Can money always talk?: implication for environmental compensation by international agribusiness
Zhou Li and
No 641, IDE Discussion Papers from Institute of Developing Economies, Japan External Trade Organization(JETRO)
With the development of agricultural industrialization, the environmental issues of intensive animal farming are attracting increasing attention. Using survey data from 313 Chinese households living near the large-scale broiler farms of an international food company, this paper employs a contingent valuation method and discrete choice experiment to quantify the willingness to accept an air pollution compensation scheme. We find the following. (1) 42% of respondents have a nonmonetary preference for compensation; thus, the conventional contingent valuation method is unsuitable for application to them. (2) The results of a probit and tobit model show that in addition to income, “trust and perception” dominate decision-making based on willingness to accept; however, the effect of actual distance is weak. (3) Because of the positive externalities of roads, schools, and job opportunities, the combination of nonmonetary options is feasible and beneficial for both sides (the company and households) in the long term.

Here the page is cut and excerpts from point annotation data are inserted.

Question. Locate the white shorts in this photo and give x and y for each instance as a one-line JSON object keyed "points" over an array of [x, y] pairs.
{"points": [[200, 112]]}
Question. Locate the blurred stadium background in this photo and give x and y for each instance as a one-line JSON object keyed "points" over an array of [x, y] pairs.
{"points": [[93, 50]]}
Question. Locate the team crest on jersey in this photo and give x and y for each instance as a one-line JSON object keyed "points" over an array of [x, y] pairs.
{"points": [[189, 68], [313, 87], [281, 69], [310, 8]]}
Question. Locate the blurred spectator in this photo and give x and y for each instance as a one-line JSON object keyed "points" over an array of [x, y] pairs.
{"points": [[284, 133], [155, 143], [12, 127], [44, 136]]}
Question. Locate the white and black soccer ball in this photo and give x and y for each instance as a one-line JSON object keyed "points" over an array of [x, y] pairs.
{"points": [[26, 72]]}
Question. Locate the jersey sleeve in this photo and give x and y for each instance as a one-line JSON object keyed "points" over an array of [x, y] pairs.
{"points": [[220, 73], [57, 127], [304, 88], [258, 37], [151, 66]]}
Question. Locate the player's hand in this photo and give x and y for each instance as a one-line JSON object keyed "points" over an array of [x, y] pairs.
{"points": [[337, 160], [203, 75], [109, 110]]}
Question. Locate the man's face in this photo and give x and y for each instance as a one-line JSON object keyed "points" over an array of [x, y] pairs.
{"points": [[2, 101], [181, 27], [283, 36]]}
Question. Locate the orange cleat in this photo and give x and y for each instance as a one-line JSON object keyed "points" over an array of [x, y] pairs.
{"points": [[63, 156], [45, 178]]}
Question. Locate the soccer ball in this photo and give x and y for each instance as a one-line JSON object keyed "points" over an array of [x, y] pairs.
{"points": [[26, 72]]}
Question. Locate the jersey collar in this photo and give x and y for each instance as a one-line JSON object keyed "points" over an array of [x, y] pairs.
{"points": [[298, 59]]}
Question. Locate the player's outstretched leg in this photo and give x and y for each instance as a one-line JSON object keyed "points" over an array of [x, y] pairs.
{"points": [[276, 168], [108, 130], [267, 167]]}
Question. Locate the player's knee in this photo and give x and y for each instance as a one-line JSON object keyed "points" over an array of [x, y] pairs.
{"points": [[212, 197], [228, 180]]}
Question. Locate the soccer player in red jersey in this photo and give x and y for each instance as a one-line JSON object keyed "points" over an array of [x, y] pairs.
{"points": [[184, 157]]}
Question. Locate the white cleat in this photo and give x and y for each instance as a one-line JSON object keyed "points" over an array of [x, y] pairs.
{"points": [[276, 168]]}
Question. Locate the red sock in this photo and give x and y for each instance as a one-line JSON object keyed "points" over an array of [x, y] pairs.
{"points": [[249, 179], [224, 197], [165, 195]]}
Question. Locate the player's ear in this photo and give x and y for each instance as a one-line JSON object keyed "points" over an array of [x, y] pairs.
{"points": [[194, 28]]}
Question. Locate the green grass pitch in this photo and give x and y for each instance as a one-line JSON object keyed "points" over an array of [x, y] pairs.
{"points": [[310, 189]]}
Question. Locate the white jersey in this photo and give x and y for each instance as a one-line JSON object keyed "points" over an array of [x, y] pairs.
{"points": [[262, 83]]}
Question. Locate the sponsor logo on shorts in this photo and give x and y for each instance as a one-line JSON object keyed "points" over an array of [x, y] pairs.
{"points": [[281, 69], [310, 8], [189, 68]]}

Thus, from the perspective of the global value chain, it is worth studying nonmonetary compensation strategies in order to explore the sustainable development strategies of multinational corporations.
Keywords: Agricultural economics; Poultry; Agriculture; Globalization; Willingness to accept; CVM; Choice experiment; Global value chain; Pollution; China (search for similar items in EconPapers)
JEL-codes: F23 Q12 Q51 (search for similar items in EconPapers)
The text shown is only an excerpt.